Social Drinking among Vietnamese Civil Servants: The Sociality of Male Sexual Impotence
Ngo Thi Ngan Binh, Department of Anthropology, Cornell University / Department of Anthropology, RSPAS, Australian National University
In recent years heavy alcoholic consumption among many Vietnamese public sector workers has raised serious questions of office-time abuse and corruption. The practice of ‘diplomatic’ drinking, as this community often describes its social meetings, is growing popular as an inevitable social route to upward mobility. The drinking table then becomes a place where business dealing is lubricated, social power is negotiated, potential connections are created and personal gains are exchanged.
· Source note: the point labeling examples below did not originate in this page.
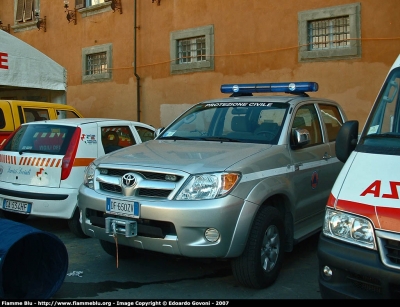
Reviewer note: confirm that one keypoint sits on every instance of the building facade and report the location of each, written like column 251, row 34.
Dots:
column 149, row 60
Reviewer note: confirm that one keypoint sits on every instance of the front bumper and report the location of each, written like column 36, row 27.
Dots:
column 356, row 272
column 175, row 227
column 46, row 202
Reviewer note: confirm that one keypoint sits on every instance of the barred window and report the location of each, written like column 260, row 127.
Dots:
column 24, row 10
column 329, row 33
column 96, row 63
column 191, row 50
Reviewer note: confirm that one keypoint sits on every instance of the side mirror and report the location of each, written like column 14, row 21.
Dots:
column 158, row 132
column 346, row 140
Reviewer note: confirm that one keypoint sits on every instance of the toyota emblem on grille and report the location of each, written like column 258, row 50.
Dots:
column 128, row 180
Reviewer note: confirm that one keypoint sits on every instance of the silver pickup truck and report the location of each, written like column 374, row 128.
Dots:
column 242, row 178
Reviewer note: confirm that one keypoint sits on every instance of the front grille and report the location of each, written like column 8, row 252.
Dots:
column 155, row 184
column 147, row 175
column 140, row 192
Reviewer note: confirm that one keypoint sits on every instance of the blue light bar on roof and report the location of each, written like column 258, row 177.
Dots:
column 284, row 87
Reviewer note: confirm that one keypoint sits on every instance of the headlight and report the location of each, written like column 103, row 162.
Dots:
column 88, row 177
column 350, row 228
column 208, row 186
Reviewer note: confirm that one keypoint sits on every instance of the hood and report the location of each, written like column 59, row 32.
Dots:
column 371, row 188
column 189, row 156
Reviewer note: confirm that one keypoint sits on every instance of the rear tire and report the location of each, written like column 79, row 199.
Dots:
column 75, row 226
column 17, row 217
column 261, row 261
column 124, row 252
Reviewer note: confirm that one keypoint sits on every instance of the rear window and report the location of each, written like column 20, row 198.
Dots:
column 46, row 139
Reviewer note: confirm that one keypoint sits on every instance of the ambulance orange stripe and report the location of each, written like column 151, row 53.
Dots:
column 359, row 208
column 389, row 218
column 82, row 161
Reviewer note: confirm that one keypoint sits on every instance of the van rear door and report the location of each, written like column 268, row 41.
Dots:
column 33, row 156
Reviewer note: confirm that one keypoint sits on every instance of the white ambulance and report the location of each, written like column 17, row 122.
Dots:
column 42, row 164
column 359, row 247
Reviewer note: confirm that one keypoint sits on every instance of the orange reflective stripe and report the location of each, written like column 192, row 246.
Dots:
column 82, row 161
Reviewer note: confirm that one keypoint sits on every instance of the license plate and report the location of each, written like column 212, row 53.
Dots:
column 13, row 205
column 123, row 207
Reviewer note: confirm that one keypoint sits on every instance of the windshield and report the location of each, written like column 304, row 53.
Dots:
column 45, row 139
column 382, row 130
column 230, row 122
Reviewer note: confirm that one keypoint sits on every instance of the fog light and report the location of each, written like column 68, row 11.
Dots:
column 327, row 271
column 211, row 234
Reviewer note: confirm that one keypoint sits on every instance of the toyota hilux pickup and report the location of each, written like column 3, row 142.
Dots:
column 242, row 178
column 42, row 164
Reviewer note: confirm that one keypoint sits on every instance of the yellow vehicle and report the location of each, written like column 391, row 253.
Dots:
column 13, row 113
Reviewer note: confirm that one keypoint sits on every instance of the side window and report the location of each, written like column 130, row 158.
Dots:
column 116, row 137
column 28, row 115
column 192, row 50
column 66, row 114
column 332, row 119
column 307, row 118
column 330, row 33
column 145, row 134
column 97, row 63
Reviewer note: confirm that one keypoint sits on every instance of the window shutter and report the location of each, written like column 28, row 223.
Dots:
column 20, row 10
column 79, row 4
column 28, row 13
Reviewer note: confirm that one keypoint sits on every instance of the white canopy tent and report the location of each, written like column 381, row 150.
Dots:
column 24, row 67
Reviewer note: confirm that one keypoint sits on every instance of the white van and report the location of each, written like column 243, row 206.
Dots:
column 42, row 164
column 359, row 247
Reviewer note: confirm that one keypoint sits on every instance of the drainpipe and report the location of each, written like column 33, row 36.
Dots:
column 134, row 69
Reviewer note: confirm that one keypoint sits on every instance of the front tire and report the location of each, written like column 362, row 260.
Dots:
column 124, row 252
column 261, row 261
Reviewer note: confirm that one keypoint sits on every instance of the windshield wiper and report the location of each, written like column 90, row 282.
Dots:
column 35, row 151
column 219, row 139
column 174, row 138
column 382, row 135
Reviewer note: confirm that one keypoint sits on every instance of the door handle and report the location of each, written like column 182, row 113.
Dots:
column 326, row 156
Not only does it provide a mutual force for men to seek promotion opportunities and well-situated career choices but it also generates a visibly superior image of men holding collective power in their hands. The downside of such activities, however, is that they have a negative effect on men’s health, and even result in weak libido. Since sexual competence in Vietnamese society is associated with men’s pride in their manliness, such unanticipated impotence diminishes men’s sense of masculinity. This paper will analyse this widespread but often overlooked phenomenon of male gatherings. It will also raise and address the question of how Vietnamese men within this drinking circle manage to cope with and find ways to resolve this leisure pursuit in its own crisis.